University of Pennsylvania
University of California, Riverside
Katherine White and Darrin R. Lehman
University of British Columbia
This paper presented several experiments that examined the effects of choice on psychological well-being. The authors hypothesised that increased options can have a negative impact on some people. These individuals are referred to as 'maximizers' and are driven by the desire to gain the best possible results by examining every possible option before making a decision. Maximizers were compared to 'satisficers', that is, people who accept things as 'good enough' for their threshold of acceptability.
1,747 participants, a combination of University students and community samples, were assessed for their tendency to satisfice or maximize. Scores on a Maximization Scale were compared to scores on a Regret Scale and measures of happiness, life satisfaction, optimism, depression, neuroticism and perfectionism. The results found that maximizers reported significantly less life satisfaction, happiness, optimism and self-esteem, and significantly more regret and depression than did satisficers. Although maximizing was significantly correlated with perfectionism, the associations of each of these variables with happiness and self-esteem were quite different.

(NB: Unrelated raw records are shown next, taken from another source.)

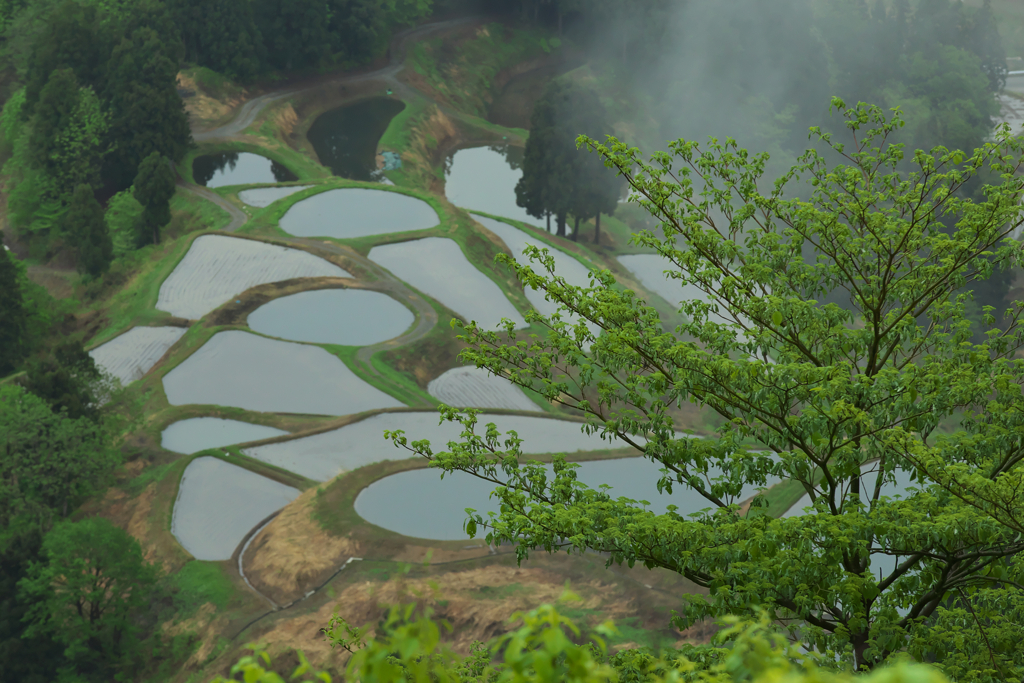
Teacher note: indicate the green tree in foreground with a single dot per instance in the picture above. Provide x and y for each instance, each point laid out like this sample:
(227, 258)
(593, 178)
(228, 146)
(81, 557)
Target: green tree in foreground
(543, 647)
(12, 313)
(88, 594)
(86, 228)
(826, 392)
(154, 188)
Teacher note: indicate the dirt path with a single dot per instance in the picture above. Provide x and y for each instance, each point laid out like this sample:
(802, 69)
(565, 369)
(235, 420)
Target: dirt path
(248, 113)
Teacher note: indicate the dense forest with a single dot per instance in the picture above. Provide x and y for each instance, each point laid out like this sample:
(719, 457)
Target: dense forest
(93, 124)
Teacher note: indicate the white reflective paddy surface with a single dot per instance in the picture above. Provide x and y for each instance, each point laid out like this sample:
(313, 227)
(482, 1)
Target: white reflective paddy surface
(246, 371)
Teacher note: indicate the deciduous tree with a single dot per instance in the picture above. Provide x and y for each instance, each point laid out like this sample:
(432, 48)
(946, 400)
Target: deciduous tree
(891, 383)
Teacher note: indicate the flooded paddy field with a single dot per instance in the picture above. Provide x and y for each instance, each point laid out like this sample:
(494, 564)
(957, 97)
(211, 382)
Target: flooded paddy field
(437, 267)
(197, 434)
(323, 457)
(475, 387)
(264, 197)
(238, 168)
(448, 499)
(348, 317)
(357, 212)
(132, 354)
(345, 139)
(217, 268)
(219, 503)
(242, 370)
(484, 179)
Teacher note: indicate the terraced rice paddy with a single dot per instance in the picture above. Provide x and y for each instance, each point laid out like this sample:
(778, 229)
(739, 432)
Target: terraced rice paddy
(483, 179)
(218, 268)
(356, 212)
(348, 317)
(475, 387)
(132, 354)
(437, 267)
(230, 168)
(264, 197)
(323, 457)
(197, 434)
(253, 373)
(219, 503)
(446, 500)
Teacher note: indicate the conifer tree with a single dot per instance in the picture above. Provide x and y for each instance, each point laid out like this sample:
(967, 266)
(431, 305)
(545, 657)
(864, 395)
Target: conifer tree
(12, 315)
(154, 188)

Increased maximizing was related to decreased happiness but increased perfectionism was related to an increase in happiness scores. Self-esteem on the other hand, was negatively correlated with maximizing, and there was no correlation at all between self-esteem and perfectionism, which led the authors to suggest that maximizing and perfectionism are distinct.
This study examined the maximizing and satisficing tendencies of 401 undergraduate students in relation to social comparison, regret, and happiness with their recent consumer purchasing decisions. As expected, maximizing predicted reports of engaging in social comparison, being concerned with what others were doing, product comparison, and counterfactual thinking with regard to their purchases. Higher scores for maximizing also predicted more feelings of regret and less happiness regarding purchases.
A sample of 26 maximizers and 28 satisficers took part in an experiment aimed to examine differences in reactions to social comparison information in a controlled laboratory setting. Maximizers were expected to be more sensitive to unfavourable social comparison feedback than satisficers. Participants were asked to solve a set of anagram puzzles at their own pace. The performance of a peer was manipulated so that each participant experienced relative success (i.e. the peer performed worse than they did) or relative failure (i.e. the peer performed better than they did). Maximizers were more affected by social comparison information than satisficers. Maximizers who saw their peer solve anagrams faster than themselves expressed greater doubts about their own ability to perform the task and demonstrated a greater increase in negative moods compared with maximizers who saw their peers solve fewer anagrams than themselves. In contrast, satisficers displayed little or no such response to the social comparison information provided by the performance of their peer. Further analyses also indicated that associations between maximization and happiness did not predict the differences in response but maximisation per se was the main influence on the responses.